Gaston Monnerville sera par la suite réélu président du Conseil de la République puis du Sénat chaque année, jusqu’en 1968. En 1948, il devient sénateur du Lot. C’est Gaston Monnerville qui a oeuvré pour le transfert au Panthéon des cendres de Félix Eboué et de Victor Schoelcher en mai 1949. La cérémonie débute d’ailleurs dans le jardin du Luxembourg et le président du Conseil de la République prononce un discours pour l’entrée au Panthéon de Félix Eboué. « Le président du Sénat est le numéro deux du régime : en cas de vacances de la présidence de la République, c’est lui qui occupe la charge en attendant les élections », précise Kévi Donat. 

La Constitution de la Ve République, votée en 1958, institue notamment avec les colonies françaises une « Communauté » rassemblant des pays et pour lesquels une assemblée spéciale est prévue, le Sénat de la Communauté. Gaston Monnerville en sera élu et réélu Président de 1959 à 1961. Mais en 1962, il s’oppose publiquement au général de Gaulle quand celui-ci annonce son intention de procéder à un référendum pour modifier la Constitution pour que désormais, l’élection du Président de la République ait lieu au suffrage universel direct, au lieu de faire valider cette importante révision constitutionnelle par les deux Chambres (Assemblée nationale et Sénat). « L’homme qui a dit non au Général de Gaulle », comme on désigne alors Monnerville, saisit même le Conseil constitutionnel. Le 28 octobre 1962, de Gaulle et le « oui » l’emportent avec 62 % des suffrages. Et le Conseil Constitutionnel se déclare incompétent. A partir de là, les relations entre le chef de l’Etat (le général de Gaulle), le président du Sénat (Gaston Monnerville), et le gouvernement se dégradent.

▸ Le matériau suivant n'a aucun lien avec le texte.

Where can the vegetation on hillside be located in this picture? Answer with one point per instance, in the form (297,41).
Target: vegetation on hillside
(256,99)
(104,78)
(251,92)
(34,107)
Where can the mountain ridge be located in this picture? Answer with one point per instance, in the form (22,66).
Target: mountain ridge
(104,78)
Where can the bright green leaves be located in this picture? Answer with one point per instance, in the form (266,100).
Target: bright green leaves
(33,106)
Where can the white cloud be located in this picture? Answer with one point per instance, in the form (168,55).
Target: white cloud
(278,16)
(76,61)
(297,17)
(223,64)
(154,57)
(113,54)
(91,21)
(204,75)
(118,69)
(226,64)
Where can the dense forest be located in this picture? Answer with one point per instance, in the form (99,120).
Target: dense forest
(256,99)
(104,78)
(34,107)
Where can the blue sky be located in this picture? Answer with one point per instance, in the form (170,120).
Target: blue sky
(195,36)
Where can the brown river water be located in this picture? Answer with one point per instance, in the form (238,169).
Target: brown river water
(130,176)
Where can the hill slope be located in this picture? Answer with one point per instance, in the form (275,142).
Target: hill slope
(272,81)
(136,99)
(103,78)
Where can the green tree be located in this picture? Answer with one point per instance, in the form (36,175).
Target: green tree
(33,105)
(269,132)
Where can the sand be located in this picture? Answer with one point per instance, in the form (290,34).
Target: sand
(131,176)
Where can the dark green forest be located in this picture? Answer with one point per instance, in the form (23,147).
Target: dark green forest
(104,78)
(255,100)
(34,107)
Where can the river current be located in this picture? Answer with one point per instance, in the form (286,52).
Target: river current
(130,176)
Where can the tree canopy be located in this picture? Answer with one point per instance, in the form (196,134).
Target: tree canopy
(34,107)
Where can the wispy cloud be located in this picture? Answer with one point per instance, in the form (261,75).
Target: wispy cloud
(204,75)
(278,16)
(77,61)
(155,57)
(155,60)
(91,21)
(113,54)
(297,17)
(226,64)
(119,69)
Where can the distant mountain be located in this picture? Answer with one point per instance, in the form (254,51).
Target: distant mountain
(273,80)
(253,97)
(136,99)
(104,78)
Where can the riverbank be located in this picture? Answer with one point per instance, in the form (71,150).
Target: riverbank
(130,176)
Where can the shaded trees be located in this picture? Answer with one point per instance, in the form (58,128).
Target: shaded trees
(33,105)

Notre guide nous parle aussi du référendum proposé par le président de la République en 1968 pour créer des régions et réformer le Sénat, pour le transformer en chambre consultative. Ardent défenseur du Sénat, Monnerville décide de ne pas se représenter à la présidence de la chambre haute en 1968 et s’engage pour le « non » à cette nouvelle consultation, qui aura finalement lieu en 1969. C’est Alain Poher qui devient président du Sénat en octobre 1968. « Pour la première fois en avril 1969, de Gaulle perd un référendum et démissionne dans la foulée. Alain Poher devient président par intérim. Monnerville ayant quitté son poste de président du Sénat quelques mois auparavant pour mener la campagne du non. A quelques mois près, c’est lui qui aurait pu occuper le poste de président », écrit Kévi Donat dans son ouvrage.

Sénateur du Lot jusqu’en 1974, Gaston Monnerville est ensuite nommé membre du Conseil Constitutionnel. Poste qu’il occupera jusqu’en 1983. Pendant sa longue carrière politique, Gaston Monnerville écrit plusieurs livres et des mémoires en deux tomes. Notre guide souligne que s’il a défendu les intérêts de la Guyane et de l’Outre-mer, Monnerville était « plutôt un modéré », qui a notamment vanté les mérites de l’école républicaine française dans les « vieilles » colonies. Invité à l’émission Apostrophes en 1975, il confie à Bernard Pivot qu’il n’a jamais rencontré le racisme en Hexagone…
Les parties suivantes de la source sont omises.